My father has passed away, but we have kept alive his tradition of reading aloud to the children on Christmas Eve, with a new selection of sacred texts. One is “Christmas With Morris and Boris,” an excruciating tale about a simple-minded moose and a bear who schools him in holiday basics. The primary narrative tension is the increasing anger of the bear who, incredulous at the stupidity of the moose, finally loses it when Morris mistakes Santa’s beard for white feathers.

The story leans heavily on a series of terrible puns such as “Merry Kiss-Moose.” The sweet spot for this story is someone with the sense of humor of an 8-year-old, the approximate age of our oldest son when my husband began to stage an annual reading.

What no one can explain is why at the ages of 21 and 24, these “children” still insist on hearing “Christmas With Morris and Boris” read aloud every Christmas Eve.

My family observes some distinctive gift-giving traditions, one that is based on an event from the mid-20th century when my parents gave a pair of pocket knives in a glass presentation case to the 8- and 9-year-old sons of our neighbors, the Whitesells.

We learned later that moments after receiving the knives, the children were bloody. By the time of our next get-together, the gifts had been confiscated and the scars on the boys’ hands were healing nicely. To this day, such gifting is referred to in our family as being “Whiteselled.”

For example, my parents’ gift to my oldest son on his second Christmas was a plastic train large enough to ride around the house, with wheels that emitted a chugging sound and a button on the smokestack that unleashed a piercing whistle. Our boy called it “The Wake-Up Train.” There was no peace in our home until we took it away.

A related tradition on my husband’s side of the family is the “Forman’s Folly,” a gift that seems at first like the solution to a problem, but proves to be so useless or inconvenient that it ends up in the basement. For example, the coffee bean roaster of 1988, which achieved temperatures hot enough to vaporize hair, but took hours to roast a handful of raw coffee beans. And try finding someone to sell you unroasted coffee beans.

This year’s Forman’s Folly was the digital grill thermometer that is flameproof to 450 degrees and communicates with the chef via Smartphone. This gift resulted in the griller being summoned from in front of the television in the middle of a critical third-down play when the London broil reached 145 degrees and his phone made a noise like a tornado warning.

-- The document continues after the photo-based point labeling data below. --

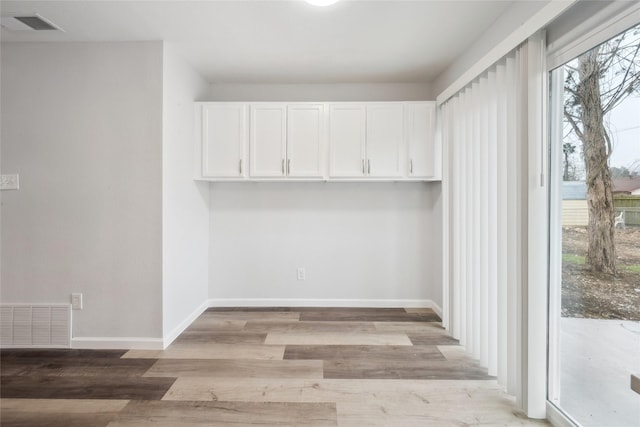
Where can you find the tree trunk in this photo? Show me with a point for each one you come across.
(601, 252)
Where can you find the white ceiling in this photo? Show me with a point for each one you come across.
(264, 41)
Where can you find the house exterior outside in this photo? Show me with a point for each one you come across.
(574, 201)
(574, 204)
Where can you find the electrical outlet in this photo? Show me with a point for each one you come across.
(9, 182)
(76, 301)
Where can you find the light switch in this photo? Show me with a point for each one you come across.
(76, 301)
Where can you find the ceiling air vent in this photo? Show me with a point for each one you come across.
(28, 23)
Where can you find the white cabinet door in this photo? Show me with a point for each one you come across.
(385, 136)
(268, 140)
(347, 129)
(305, 124)
(224, 130)
(421, 139)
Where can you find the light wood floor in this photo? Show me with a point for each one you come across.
(267, 367)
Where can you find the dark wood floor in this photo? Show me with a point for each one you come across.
(268, 366)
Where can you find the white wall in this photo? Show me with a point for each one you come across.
(513, 18)
(322, 92)
(357, 241)
(82, 125)
(368, 242)
(185, 202)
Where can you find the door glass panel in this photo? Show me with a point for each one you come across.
(595, 291)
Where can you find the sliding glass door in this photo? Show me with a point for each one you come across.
(594, 315)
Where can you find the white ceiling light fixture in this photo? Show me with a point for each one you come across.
(321, 3)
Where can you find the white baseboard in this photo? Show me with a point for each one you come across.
(293, 302)
(171, 336)
(558, 418)
(120, 343)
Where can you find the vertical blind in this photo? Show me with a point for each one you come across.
(484, 132)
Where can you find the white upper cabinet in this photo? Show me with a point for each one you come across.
(347, 130)
(421, 120)
(305, 126)
(385, 141)
(385, 137)
(224, 133)
(268, 140)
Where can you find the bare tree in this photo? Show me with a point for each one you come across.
(595, 84)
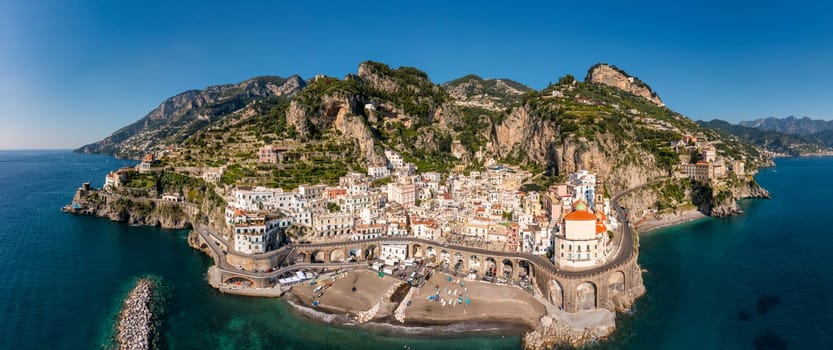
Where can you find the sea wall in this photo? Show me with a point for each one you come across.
(136, 319)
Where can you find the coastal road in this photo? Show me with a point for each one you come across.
(624, 252)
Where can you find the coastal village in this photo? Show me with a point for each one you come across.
(372, 229)
(572, 225)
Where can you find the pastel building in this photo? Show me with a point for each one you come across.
(582, 238)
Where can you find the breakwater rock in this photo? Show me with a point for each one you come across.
(136, 319)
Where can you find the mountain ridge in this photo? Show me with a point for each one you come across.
(814, 129)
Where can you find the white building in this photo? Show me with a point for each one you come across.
(332, 224)
(396, 252)
(425, 229)
(404, 194)
(378, 172)
(255, 237)
(582, 238)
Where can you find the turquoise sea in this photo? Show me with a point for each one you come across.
(756, 281)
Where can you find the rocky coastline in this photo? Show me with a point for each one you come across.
(133, 211)
(136, 321)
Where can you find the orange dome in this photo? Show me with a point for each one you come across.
(580, 215)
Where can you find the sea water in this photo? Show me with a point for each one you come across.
(758, 280)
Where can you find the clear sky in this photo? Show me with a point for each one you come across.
(73, 72)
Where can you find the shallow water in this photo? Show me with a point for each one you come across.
(758, 280)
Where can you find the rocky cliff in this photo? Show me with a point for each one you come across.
(179, 116)
(490, 94)
(612, 124)
(615, 77)
(133, 211)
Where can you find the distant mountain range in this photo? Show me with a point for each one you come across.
(791, 125)
(771, 140)
(812, 129)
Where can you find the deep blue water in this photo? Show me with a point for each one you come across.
(64, 276)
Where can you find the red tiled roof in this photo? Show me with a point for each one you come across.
(580, 215)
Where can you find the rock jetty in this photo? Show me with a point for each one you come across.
(136, 320)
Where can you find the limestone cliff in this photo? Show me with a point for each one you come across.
(178, 116)
(490, 94)
(527, 134)
(133, 211)
(615, 77)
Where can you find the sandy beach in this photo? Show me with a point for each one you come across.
(488, 303)
(340, 298)
(652, 223)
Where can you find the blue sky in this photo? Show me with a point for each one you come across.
(73, 72)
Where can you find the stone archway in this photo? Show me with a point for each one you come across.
(459, 263)
(586, 296)
(490, 267)
(240, 281)
(556, 294)
(318, 256)
(416, 251)
(507, 269)
(524, 270)
(616, 283)
(355, 254)
(372, 252)
(337, 255)
(474, 264)
(445, 258)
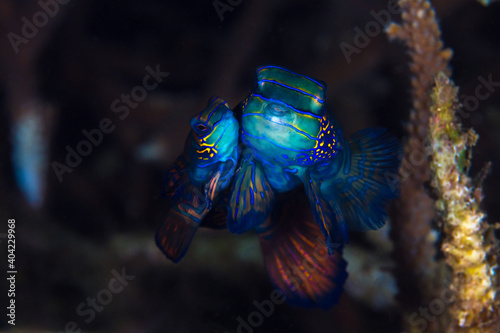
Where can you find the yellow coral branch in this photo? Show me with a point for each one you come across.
(464, 244)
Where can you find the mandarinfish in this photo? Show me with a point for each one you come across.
(291, 140)
(198, 176)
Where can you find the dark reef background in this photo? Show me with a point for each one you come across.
(103, 215)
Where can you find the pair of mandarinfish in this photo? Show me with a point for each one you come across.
(250, 177)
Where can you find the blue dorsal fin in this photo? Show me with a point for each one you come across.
(252, 196)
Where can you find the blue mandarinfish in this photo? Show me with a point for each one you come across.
(198, 176)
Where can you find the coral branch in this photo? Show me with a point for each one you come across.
(414, 245)
(466, 252)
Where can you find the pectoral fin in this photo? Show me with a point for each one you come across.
(360, 191)
(333, 229)
(252, 196)
(297, 259)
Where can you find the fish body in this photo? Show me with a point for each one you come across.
(198, 176)
(298, 183)
(286, 124)
(295, 140)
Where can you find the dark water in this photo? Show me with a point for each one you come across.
(87, 260)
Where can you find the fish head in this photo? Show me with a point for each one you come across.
(284, 116)
(214, 132)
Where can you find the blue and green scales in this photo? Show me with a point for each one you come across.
(252, 176)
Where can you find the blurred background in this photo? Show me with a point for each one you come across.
(76, 230)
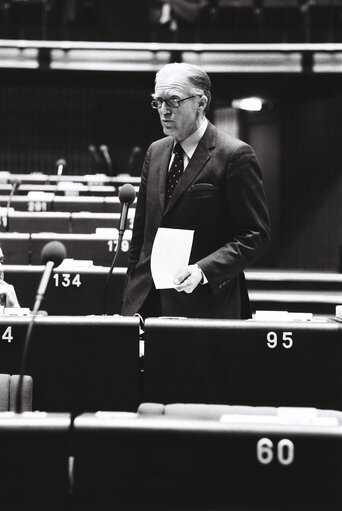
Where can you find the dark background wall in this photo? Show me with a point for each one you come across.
(46, 117)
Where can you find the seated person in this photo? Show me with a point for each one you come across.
(8, 297)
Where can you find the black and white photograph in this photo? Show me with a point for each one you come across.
(171, 255)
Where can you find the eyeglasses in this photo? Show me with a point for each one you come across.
(171, 102)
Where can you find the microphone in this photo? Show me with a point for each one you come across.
(135, 161)
(52, 254)
(61, 163)
(104, 150)
(92, 149)
(126, 197)
(15, 185)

Towards the end of many weeks of festivities, I took my older son to the ferry so he could go back to his job in New York. He is one of the family’s more vocal critics, especially on the subjects of sustainability; “What a ridiculous waste of boxes and paper,” and lightly-spiced food, “Pass the Sriracha!” As we waited I asked, “Do you have any final, parting criticisms?”

“No, it was great to be with you,” he said. “But next year, more Morris and Boris.”